Let us take a sequence $\{x_i\}$ such that for every prime number $p$, when $i$ is of the form $p^k$, $x_i$ or $x_{p^k}$ is part of the subsequence converging to $p$. For example, for $p=3$, $\{x_3,x_9,x_{27},\dots\}$ forms a cauchy subsequence converging to $3$.
Clearly, this sequence contains infinite cauchy subsequences. But is it totally bounded? Any help with proving this sequence is totally bounded would be greaty appreciated. For a given $\epsilon\in\Bbb{R}$, selecting the primes as part of the finite set isn't an option, as there are an infinite number of them.
Thanks in advance!
Best Answer
In principle, the problem was already pointed out in the comments - let me just clarify this a little more:
The term "totally bounded" refers, as stated, to the metric space $(X,d)$, i.e. it is a property of the metric space and not of a single sequence in the metric space. Now the statement reads that if a metric space is totally bounded, then every sequence contains a Cauchy-subsequence and conversely, if every (not only one!) sequence contains a Cauchy subsequence, then the space (not the sequence) is totally bounded. Intuitively, totally bounded means that you cannot diverge with your sequences. Either you converge (within the topological closure), or you somehow oscillate (meaning that eventually every point of your sequence is close to some point in the space and the set of these points is bounded). But this behaviour cannot be decided upon looking at a single sequence.

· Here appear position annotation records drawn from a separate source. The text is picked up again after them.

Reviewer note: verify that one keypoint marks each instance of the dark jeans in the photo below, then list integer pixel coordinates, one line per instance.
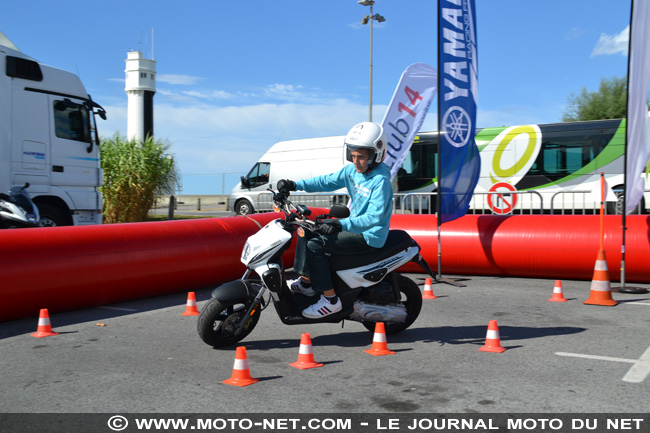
(313, 255)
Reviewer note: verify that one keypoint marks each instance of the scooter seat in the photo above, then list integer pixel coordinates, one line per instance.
(398, 240)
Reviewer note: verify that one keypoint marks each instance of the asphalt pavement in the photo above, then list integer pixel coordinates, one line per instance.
(143, 356)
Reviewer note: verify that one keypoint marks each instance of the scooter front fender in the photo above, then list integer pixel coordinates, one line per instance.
(238, 290)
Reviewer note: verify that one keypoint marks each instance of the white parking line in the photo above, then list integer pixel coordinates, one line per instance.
(637, 373)
(118, 308)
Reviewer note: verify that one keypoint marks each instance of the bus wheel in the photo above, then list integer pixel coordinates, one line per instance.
(243, 207)
(51, 216)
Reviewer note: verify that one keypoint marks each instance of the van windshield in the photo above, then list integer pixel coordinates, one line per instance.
(259, 174)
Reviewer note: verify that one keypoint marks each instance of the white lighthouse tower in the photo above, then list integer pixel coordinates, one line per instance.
(140, 88)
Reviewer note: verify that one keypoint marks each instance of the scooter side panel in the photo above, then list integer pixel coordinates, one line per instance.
(354, 277)
(237, 290)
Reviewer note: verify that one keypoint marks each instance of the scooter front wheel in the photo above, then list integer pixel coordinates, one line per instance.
(219, 322)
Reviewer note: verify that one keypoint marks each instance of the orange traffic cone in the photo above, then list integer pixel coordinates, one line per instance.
(492, 339)
(601, 292)
(428, 291)
(190, 309)
(558, 296)
(379, 346)
(44, 326)
(241, 376)
(305, 354)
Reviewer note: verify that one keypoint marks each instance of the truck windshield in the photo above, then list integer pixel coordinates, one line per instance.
(71, 121)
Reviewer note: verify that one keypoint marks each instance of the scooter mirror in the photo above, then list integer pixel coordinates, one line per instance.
(339, 211)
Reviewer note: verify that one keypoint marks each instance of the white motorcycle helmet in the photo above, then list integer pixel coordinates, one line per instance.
(367, 135)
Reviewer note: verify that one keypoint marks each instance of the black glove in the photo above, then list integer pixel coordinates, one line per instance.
(286, 186)
(330, 227)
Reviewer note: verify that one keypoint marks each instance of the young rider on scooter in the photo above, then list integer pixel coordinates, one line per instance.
(368, 182)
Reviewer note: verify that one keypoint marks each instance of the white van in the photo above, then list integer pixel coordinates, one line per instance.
(48, 138)
(295, 160)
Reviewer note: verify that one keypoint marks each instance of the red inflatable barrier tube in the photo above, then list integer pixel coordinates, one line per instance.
(65, 268)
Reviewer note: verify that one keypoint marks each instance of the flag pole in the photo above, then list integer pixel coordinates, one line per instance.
(623, 289)
(439, 163)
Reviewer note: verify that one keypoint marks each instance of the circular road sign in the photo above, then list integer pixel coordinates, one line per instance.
(502, 200)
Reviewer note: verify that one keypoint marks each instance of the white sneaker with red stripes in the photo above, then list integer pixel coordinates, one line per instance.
(322, 308)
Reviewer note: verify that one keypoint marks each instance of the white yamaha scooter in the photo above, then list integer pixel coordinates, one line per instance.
(17, 209)
(367, 284)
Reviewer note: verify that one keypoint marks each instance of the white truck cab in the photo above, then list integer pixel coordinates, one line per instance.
(48, 138)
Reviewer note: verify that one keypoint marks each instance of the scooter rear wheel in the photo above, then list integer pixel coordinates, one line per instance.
(411, 297)
(218, 322)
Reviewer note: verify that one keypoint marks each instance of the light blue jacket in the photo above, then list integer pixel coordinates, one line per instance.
(371, 199)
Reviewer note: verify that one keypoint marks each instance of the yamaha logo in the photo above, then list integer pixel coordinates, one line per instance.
(456, 124)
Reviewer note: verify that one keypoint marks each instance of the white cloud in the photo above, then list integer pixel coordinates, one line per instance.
(612, 44)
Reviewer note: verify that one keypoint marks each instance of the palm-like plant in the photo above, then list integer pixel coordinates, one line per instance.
(135, 173)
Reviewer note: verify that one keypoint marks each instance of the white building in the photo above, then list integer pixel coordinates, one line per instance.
(140, 88)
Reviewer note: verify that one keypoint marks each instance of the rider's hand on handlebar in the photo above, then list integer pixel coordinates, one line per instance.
(330, 227)
(286, 186)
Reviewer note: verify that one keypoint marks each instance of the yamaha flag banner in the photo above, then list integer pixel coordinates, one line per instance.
(638, 126)
(407, 110)
(460, 163)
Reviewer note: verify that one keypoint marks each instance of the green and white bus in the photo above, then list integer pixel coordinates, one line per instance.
(530, 169)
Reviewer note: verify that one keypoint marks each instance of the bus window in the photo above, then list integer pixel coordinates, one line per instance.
(419, 166)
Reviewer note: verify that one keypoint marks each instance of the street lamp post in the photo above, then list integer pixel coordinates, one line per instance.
(364, 21)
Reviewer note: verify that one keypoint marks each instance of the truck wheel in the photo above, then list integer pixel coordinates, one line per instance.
(616, 208)
(243, 207)
(51, 216)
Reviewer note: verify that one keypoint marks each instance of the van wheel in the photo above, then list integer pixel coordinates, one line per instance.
(243, 207)
(51, 216)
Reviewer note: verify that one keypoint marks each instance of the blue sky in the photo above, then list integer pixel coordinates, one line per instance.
(234, 77)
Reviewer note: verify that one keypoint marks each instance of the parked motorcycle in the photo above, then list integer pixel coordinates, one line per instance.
(368, 285)
(17, 208)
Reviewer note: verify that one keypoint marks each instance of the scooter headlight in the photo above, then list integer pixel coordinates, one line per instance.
(246, 252)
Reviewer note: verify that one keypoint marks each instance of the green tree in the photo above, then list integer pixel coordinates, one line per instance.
(609, 102)
(135, 172)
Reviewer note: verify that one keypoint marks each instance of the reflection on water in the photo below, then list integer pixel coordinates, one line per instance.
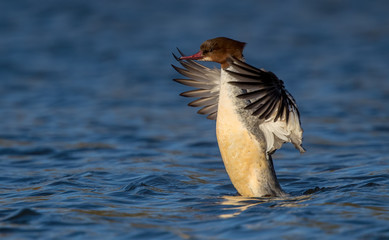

For your example (you have not really specified the metric space), if you take the subsequence $\{x_{i_j}\}_j$ where $i_j=p_j^{k_j}$ with $p_j$ the j-th prime number and $k_j$ sufficiently large, such that $|x_{i_j}-p_j|<\varepsilon$ for some prechosen $\varepsilon>0$, which is certainly a subsequence of your sequence and hence a sequence of the metric space, then this sequence does not contain a Cauchy-subsequence - therefore your space cannot be totally bounded.